Im März entführt Sie das Schubert Theater zu einem einmaligen Theater-Konzert Erlebnis: HAYDN – Die Musik aus mir lässt eines der größten Musikgenies aller Zeiten durch die Verschmelzung von Figurentheater und Kammerkonzert wiederauferstehen. Eine Koproduktion von Musik in der Pforte und des Schubert Theaters.

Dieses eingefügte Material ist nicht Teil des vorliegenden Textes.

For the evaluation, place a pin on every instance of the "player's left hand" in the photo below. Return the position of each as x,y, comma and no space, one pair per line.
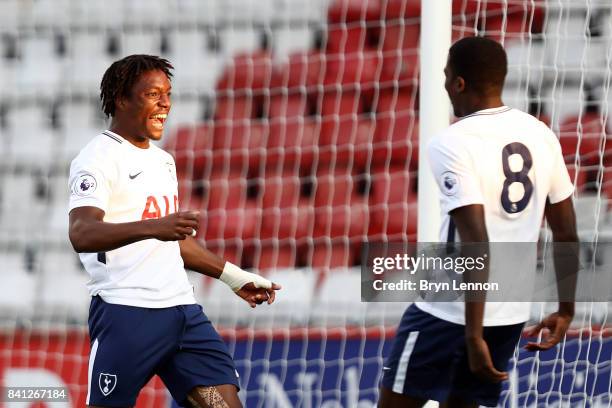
256,296
479,358
557,324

Wien, den 15. April 1803 – der Landschaftsmaler Albert Dies besucht den 72-jährigen Joseph Haydn, um ihn für ein Buchprojekt zu interviewen. Der Komponist erzählt die Geschichte seines Lebensweges, die uns animiert und uns Hoffnung macht: „Junge Leute werden an meinem Beispiel sehen können, dass aus dem Nichts doch etwas werden kann.“ Wenn Joseph Haydn uns in diesem Stück seinen bemerkenswerten Werdegang erzählt, erkennen wir, dass es manchmal ein Vorteil ist, auf sich selbst gestellt zu sein. Wir erfahren die Geheimnisse, die uns helfen, uns zu schöpferischen, selbstständigen und glücklichen Menschen zu entwickeln. Die universale Sprache von Joseph Haydns Musik zeigt uns: Wer in sich selbst beheimatet ist, dem ist die ganze Welt ein Zuhause.

In einer einzigartigen Zusammenarbeit zwischen dem Nestroy-Preisträger Simon Meusburger und dem Kammerorchester „Musik in der Pforte“ ist ein bezauberndes Format entstanden: In einem Grenzgang zwischen Figurentheater und Konzert werden wir bisher unbekannte Perspektiven der sinnlichen Musikvermittlung erleben.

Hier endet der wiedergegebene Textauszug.